Pierre Arnoux (Marseille) Les diplotores, une famille de plongements isométriques et linéaires par morceaux des tores plats dans $\R^3$.
Julien Boulanger (Grenoble) Connection points on translation surfaces
Abstract: After a general introduction on translation surfaces and Veech groups, I will introduce the notion of connection point of a translation surface, which are used by P.Hubert and T.Schmidt to construct translation surfaces with infinitely genrated Veech group. We will then focus on the central points of the double heptagon and show that they are not connection points using continued fractions on hecke triangle groups, and will also relate this "number theoretic" approach with another geometric approach due to D.Davis and S.Lelièvre.
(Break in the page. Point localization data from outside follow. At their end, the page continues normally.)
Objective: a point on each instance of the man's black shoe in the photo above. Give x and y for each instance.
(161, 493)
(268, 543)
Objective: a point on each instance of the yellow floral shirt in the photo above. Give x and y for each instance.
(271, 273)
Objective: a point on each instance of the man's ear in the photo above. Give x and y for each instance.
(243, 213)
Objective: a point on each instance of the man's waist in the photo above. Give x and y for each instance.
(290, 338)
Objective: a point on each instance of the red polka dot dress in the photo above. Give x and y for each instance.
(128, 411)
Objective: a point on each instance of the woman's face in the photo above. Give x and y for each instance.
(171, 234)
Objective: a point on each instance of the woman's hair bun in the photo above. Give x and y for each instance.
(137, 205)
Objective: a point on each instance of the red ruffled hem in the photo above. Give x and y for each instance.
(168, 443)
Jérôme Carrand (Sorbonne Université) Existence of MME for the Sinai billiard flow
Abstract: Using Abramov's formula, we relate the MME of the Sinai
billiard flow to the equilibrium states under a specific potential of
the collision map. We give two conditions such that any H\"older
potential satisfying them admits a unique equilibrium states. Existence
of equilibrium measures is proved by constructing these measures from
the maximal eigenvectors of an appropriate transfer operator acting on
an anisotropic Banach space. I will present the main ideas in the
construction of these measures, and some of their properties.
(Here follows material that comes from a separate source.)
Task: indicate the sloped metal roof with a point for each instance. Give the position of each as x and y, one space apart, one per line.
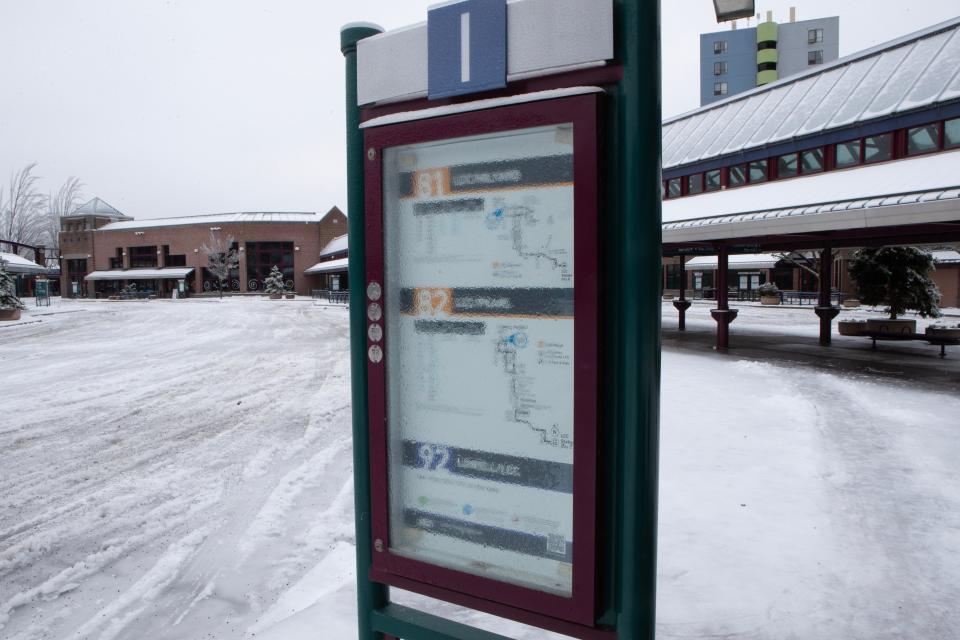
97 207
336 245
216 218
910 73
Magali Jay (Marseille) Interval Exchange Transformations and Katok's question
Abstract: Interval exchange transformations (IETs) are individually well understood, but there are lots of open questions about the structure of their group. I will talk about Katok's question (wether there is a free subgroup of rank 2), which is open. I will explain a way to find relations between a fixed IET and another one, lying in an open dense subset.
Maxence Phalempin (Brest) Asymptotic behavior of self-intersection of trajectories from the flow of a Z-periodic Lorentz gaz
H.A Lorentz introduced in 1905 a model describing the behavior a constant speed moving point particle elastically colliding round obstacles, the Lorentz gas model. In this talk I present the Z-periodic Lorentz gaz (Lorentz gaz on a tube) in finite horizon, on which I study the number of self-intersections of the trajectory generated by a particle. Since such system seen through the Lebesgue measure is recurrent and ergodic, the number of self-intersections increases along with time and evaluating this growth leads us to some limit theorem. Such result is proven through describing the problem within a Z-extension over a Sinai Billard. On such hyperbolic billiard, decorrelation results allows us to approximate the trajectories through the product of two parameters, one in local scale describing their states within some "cells" and a global one seen as a one dimensional random walk on the Z-extension.